However, the two main criteria in the ESSG criteria are inflammatory back pain or synovitis (asymmetrical or predominantly occurring in the lower limbs), along with at least one of the following: positive family history, psoriatic inflammatory bowel disease, urethritis or acute diarrhea, alternating buttock pain, enthesitis, or sacroiliitis determined by X-ray.
The Assessment of SpondyloArthritis International Society (ASAS) group published new classification criteria for axSpA in 2009 (Table 3), incorporating clear MRI findings and HLA B27, including patients before structural lesions occur in the SIJ. Currently, the ASAS group is collaborating with the Spondyloarthritis Research and Treatment Network (SPARTAN) to investigate whether these criteria can be improved by achieving higher specificity. The recently reported uncertainty in disease diagnosis also reflects the new criteria placing HLA-B27 and MRI in a prominent position. In this paper, it was reported that nearly one-third of patients with chronic back pain were reliably diagnosed with axSpA, but even after two years, 5% to 30% of patients still had diagnostic uncertainty.
Table 3. 2009 ASAS Classification Criteria for Axial Spondyloarthritis (SpA)
Pathophysiology, Including Genetics
Major Histocompatibility Complex
The major histocompatibility complex (MHC) is an extended gene on vertebrate DNA that contains a set of closely linked polymorphic genes that encode cell surface proteins that have fundamental functions in the adaptive immune system. These cell surface proteins are known as MHC molecules and come in different classes. Jean Dausset first demonstrated the existence of MHC genes in humans and described the first human leukocyte antigen (HLA), which we now refer to as HLA-A2, a class I antigen similar to HLA B27. He was awarded the Nobel Prize in 1980. The name of the gene (MHC) comes from its discovery through studies on transplant tissue compatibility. However, the main function of MHC molecules is to bind antigens from different sources, including self-proteins and pathogens, and present the antigens to the cell surface for appropriate T cell recognition. MHC determines the donor compatibility for organ transplantation and also plays a role in susceptibility to autoimmune diseases. The role of MHC in antigen presentation was discovered by R. Zinkernagel and P. Doherty, who were awarded the Nobel Prize in 1996 for this work.
HLA-B27 and Other Genes
For a long time, AS has been considered a highly heritable disease, with many patients having a positive family history. As first reported in 1973, the class I surface molecule HLA-B27, encoded by the B locus in the MHC on chromosome 6, is closely associated with AS and is also closely related to inflammatory diseases such as reactive arthritis and anterior uveitis.
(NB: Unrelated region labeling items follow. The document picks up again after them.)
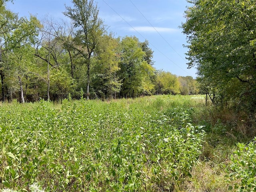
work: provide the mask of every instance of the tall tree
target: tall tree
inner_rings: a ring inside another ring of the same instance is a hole
[[[189,66],[200,82],[236,107],[256,109],[256,4],[250,0],[187,0],[182,25]]]
[[[63,14],[71,19],[76,30],[75,48],[86,61],[87,98],[89,99],[91,58],[100,37],[105,32],[105,26],[93,0],[73,0],[72,2],[74,7],[66,6]]]
[[[102,95],[100,96],[110,99],[115,99],[121,88],[121,84],[117,74],[120,70],[118,40],[111,34],[103,36],[96,52],[93,70],[94,82],[92,83],[94,89]]]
The physiological function of HLA molecules such as HLA-B27 is to present peptides derived from self-antigens and/or non-self-antigens to T cells. The current main hypothesis is the arthritogenic peptide theory, which is based on the assumption that CD8+ T cells recognize pathogenic peptides (such as microbial antigens) derived from self and/or non-self. An important argument supporting this research comes from GWAS studies that identified two new genetic loci for AS, namely the tumor necrosis factor receptor 1 (TNFR1) shedding aminopeptidase regulator (ARTS1) and interleukin (IL)-23 receptor (R), which also plays a role in Crohn’s disease. The former is now referred to as endoplasmic reticulum (ER) aminopeptidase 1 (ERAP1), which is involved in the antigen processing and presentation pathway. ERAP1 is primarily located in the ER, where it trims peptides at the N-terminus to fit the pre-processing of MHC class molecules. Importantly, ERAP1 polymorphism is only associated with HLA-B27+ AS.
Crystallography made significant strides, a technique that had been studied shortly after the invention of X-rays, aiding in the detection of the double helix structure of DNA and the first crystal structure of the large molecule myoglobin.
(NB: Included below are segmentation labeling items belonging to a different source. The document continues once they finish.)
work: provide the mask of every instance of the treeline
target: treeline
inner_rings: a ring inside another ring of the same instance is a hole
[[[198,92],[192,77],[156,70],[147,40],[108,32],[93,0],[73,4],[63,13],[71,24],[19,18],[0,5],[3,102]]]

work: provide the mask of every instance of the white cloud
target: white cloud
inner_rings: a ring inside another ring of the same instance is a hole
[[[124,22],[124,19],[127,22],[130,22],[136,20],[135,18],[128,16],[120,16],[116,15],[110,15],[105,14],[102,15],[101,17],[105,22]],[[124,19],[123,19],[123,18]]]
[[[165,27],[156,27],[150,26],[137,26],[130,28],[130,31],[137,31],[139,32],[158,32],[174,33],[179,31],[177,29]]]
Studies of the structure of HLA-B27 through crystallography showed that polymeric self-peptides (9 amino acids) exist in the molecular B pocket groove, with arginine at position 2. Shortly thereafter, synovial cloning experiments indicated that the immune response suppressed by HLA-B27 might indeed play a role, later identifying self-peptides derived from cartilage and other peptides. Alternative hypotheses for the pathogenic role of HLA-B27 have been proposed. P. Bowness suggested the possible role of free HLA-B27 heavy chains, which form disulfide-linked dimers lacking β2-microglobulin, relying on residues Cys67 in its extracellular α1 domain and its innate immune receptors.
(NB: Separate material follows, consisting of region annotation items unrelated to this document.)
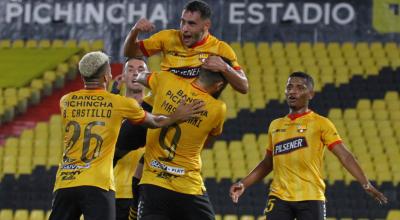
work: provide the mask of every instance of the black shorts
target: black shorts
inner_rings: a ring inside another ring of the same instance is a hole
[[[268,220],[324,220],[326,206],[320,200],[291,202],[269,196],[264,214]]]
[[[207,193],[189,195],[150,184],[140,185],[138,220],[214,220]]]
[[[132,199],[115,199],[116,220],[128,220]]]
[[[58,189],[49,220],[115,220],[115,192],[94,186]]]

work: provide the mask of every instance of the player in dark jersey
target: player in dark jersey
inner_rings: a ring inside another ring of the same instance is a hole
[[[313,88],[313,79],[308,74],[295,72],[289,76],[285,91],[289,114],[271,122],[264,160],[231,186],[230,196],[237,203],[246,188],[274,171],[266,208],[268,220],[325,219],[322,176],[325,148],[337,156],[369,195],[381,204],[387,202],[371,185],[332,122],[308,108]]]
[[[113,85],[113,93],[120,93],[121,85],[125,85],[125,96],[142,104],[144,86],[135,80],[138,73],[148,71],[146,62],[131,58],[125,65]],[[117,220],[135,219],[138,205],[138,187],[143,162],[139,162],[144,153],[147,128],[132,124],[125,120],[118,135],[114,154],[114,176]],[[137,169],[138,168],[138,169]],[[136,170],[140,171],[136,173]]]
[[[181,103],[168,116],[146,113],[136,100],[106,91],[109,58],[86,54],[79,62],[85,88],[60,100],[65,150],[54,186],[51,220],[115,219],[112,161],[123,119],[157,128],[192,118],[202,103]]]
HLA-B27 molecules also show misfolding during the assembly process in the endoplasmic reticulum, which may lead to intracellular stress and autophagic responses as described by R. Colbert. Recently, the selection of a TCR-driven yeast display library based on HLA-B*27:05 identified self-antigens and microbial antigens recognized by common TRBV9 CD8 TCR derived from synovial fluid and blood of AS patients. This finding further supports the arthritogenic peptide hypothesis. However, to date, the exact mechanism by which HLA-B27 leads to diseases such as axSpA remains undetermined.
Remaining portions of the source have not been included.